Barrahead

Anreise und erste Tage

Wieder einmal ist die Abreise chaotisch. Mein Flug wird umgeleitet und verspätet sich. Morgens gegen 4 komme ich endlich nach 36 Stunden Odyssee ohne Gepäck in Kanada an. Die Nacht ist kurz und dann geht es zum „Geburtstag“ in der Nähe. Für die 100 km von Edmonton entfernt brauchen wir nur zweimal abbiegen. Langsam füllt sich der Festplatz mit Wohnmobilen und Zelten. Aus ganz Kanada und den Staaten kommen ca. 80 Personen zusammen, die direkt mit dem Jubilar verwandt sind. Der ist zwar schon verstorben, aber die Feier ist lange geplant und so wird alles ein gemütliches Familientreffen. Für die Kinder gibt es Spiele für alle Altersklassen. Für den Computer interessiert sich niemand. Abends am Lagerfeuer tauscht man die neuesten Informationen aus, wie unter Verwandtschaft üblich. Geraucht wird nicht und harte Getränke sehe ich nicht. Es wird relativ kühl an den Juni/Juli Abenden. Anfang Mai gab es hier noch regelmäßig Nachtfrost und im Oktober kommen die ersten Fröste auch tagsüber. Trotzdem hole ich mir im Gesicht und an den Armen einen Sonnenbrand, weil man das schöne Wetter genießen will.

Nahezu ganz Alberta ist mit dem Lineal in Quadrate von 1 Meile (1,6 km) eingeteilt. Diese Parzellen wurden günstig an Siedler vergeben um das Land zu bevölkern. Menschen aus allen Ländern strömten um die Jahrhundertwende und in den zwanziger Jahren und nach dem zweiten Weltkrieg hierher. Die Ölförderung ist ein Zusatzverdienst für die Farmer. Sie liegt in den letzten Zügen aber viele Stationen arbeiten noch. Man versucht es mit Wasser in die Bohrlöcher zu bringen um den Rest Öl noch fördern zu können (Fracking). Irgendwann kommt auch mein Gepäck und ich kann nach 4 Tagen neue Unterwäsche anziehen.

Barahead hat circa 8000 Einwohner.
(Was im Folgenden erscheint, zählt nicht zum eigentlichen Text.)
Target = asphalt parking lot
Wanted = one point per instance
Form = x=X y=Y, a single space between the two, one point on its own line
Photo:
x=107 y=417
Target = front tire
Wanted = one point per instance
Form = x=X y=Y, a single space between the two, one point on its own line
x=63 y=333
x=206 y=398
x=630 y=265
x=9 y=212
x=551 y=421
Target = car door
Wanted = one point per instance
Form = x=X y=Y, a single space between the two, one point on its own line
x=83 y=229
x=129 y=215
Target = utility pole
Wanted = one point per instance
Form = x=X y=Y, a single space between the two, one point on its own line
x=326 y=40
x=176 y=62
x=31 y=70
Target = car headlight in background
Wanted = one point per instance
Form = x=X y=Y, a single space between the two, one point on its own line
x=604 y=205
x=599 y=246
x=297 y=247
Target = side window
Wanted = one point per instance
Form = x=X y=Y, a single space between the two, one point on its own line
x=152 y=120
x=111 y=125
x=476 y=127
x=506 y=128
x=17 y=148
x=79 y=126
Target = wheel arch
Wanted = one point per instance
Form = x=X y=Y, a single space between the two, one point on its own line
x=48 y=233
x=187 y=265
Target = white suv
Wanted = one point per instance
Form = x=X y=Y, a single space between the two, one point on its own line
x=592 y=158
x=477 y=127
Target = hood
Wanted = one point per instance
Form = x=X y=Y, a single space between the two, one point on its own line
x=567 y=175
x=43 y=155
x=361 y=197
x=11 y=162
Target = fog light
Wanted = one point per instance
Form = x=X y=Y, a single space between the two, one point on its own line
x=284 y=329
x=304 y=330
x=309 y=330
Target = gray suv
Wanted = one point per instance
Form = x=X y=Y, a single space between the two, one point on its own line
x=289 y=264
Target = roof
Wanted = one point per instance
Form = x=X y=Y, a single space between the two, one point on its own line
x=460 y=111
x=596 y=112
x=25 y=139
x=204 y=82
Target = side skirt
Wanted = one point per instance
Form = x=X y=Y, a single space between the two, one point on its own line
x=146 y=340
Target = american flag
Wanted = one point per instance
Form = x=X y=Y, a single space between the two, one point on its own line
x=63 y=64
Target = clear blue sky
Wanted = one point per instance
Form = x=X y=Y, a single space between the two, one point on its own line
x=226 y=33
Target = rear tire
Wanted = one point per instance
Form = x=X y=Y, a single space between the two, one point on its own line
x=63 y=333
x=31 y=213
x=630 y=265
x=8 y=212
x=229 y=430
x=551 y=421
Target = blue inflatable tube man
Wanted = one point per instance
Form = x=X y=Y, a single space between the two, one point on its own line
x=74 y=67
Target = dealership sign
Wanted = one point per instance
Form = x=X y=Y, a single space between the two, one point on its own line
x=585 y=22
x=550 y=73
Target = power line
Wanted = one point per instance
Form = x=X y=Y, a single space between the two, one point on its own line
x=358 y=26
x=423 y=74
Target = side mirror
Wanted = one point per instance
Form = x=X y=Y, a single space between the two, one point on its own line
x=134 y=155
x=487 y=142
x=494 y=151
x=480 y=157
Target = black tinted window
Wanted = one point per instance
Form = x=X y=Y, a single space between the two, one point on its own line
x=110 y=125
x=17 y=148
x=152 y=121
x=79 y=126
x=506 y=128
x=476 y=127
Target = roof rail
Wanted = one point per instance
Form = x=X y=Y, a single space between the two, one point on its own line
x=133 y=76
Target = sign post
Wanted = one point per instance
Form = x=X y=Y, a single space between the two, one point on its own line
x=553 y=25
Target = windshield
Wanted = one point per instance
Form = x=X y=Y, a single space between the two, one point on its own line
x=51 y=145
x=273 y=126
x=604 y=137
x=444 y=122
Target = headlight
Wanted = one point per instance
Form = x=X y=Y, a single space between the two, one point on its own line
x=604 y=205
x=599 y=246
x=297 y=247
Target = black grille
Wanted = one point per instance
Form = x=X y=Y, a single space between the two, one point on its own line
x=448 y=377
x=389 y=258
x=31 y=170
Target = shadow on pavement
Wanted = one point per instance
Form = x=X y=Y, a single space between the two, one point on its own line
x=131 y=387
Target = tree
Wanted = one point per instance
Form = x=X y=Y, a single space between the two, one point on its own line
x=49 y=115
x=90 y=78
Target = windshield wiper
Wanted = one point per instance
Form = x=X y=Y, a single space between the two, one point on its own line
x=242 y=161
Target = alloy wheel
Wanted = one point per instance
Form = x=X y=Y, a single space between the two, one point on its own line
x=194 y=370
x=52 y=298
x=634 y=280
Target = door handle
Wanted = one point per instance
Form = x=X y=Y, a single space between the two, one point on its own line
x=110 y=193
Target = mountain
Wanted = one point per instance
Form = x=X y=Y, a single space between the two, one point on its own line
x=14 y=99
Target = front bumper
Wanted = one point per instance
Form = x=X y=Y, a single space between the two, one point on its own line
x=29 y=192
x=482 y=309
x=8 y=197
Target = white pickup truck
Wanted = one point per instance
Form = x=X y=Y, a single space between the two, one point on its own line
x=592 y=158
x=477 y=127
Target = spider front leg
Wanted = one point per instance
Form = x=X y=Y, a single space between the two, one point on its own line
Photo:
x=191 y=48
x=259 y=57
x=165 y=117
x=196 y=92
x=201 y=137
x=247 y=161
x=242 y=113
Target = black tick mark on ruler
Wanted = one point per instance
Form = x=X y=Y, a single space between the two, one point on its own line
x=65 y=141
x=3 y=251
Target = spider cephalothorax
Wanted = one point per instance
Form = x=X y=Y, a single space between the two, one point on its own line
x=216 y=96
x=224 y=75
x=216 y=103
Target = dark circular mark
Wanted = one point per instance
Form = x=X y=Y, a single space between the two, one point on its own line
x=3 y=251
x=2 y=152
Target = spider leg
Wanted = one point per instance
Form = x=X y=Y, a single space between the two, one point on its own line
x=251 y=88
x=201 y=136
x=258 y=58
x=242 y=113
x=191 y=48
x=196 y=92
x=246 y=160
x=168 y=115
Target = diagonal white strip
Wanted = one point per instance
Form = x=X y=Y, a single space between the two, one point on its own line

Diese Stadt gehört zu den normalen Kleinstädten in Kanada, dabei ist sie Sitz des gleichnamigen County. Es ist Nationalfeiertag. In der Sporthalle sind Hüpfburgen aufgebaut. Im Biergarten gibt es Dosenbier und wir sind die einzigen Gäste. Auch zum abendlichen Feuerwerk finden sich nicht alle Einwohner ein. Es mögen 30-40 Personen mit Kindern sein, die mit uns auf der Tribüne sitzen. Ich bin in Kanada angekommen!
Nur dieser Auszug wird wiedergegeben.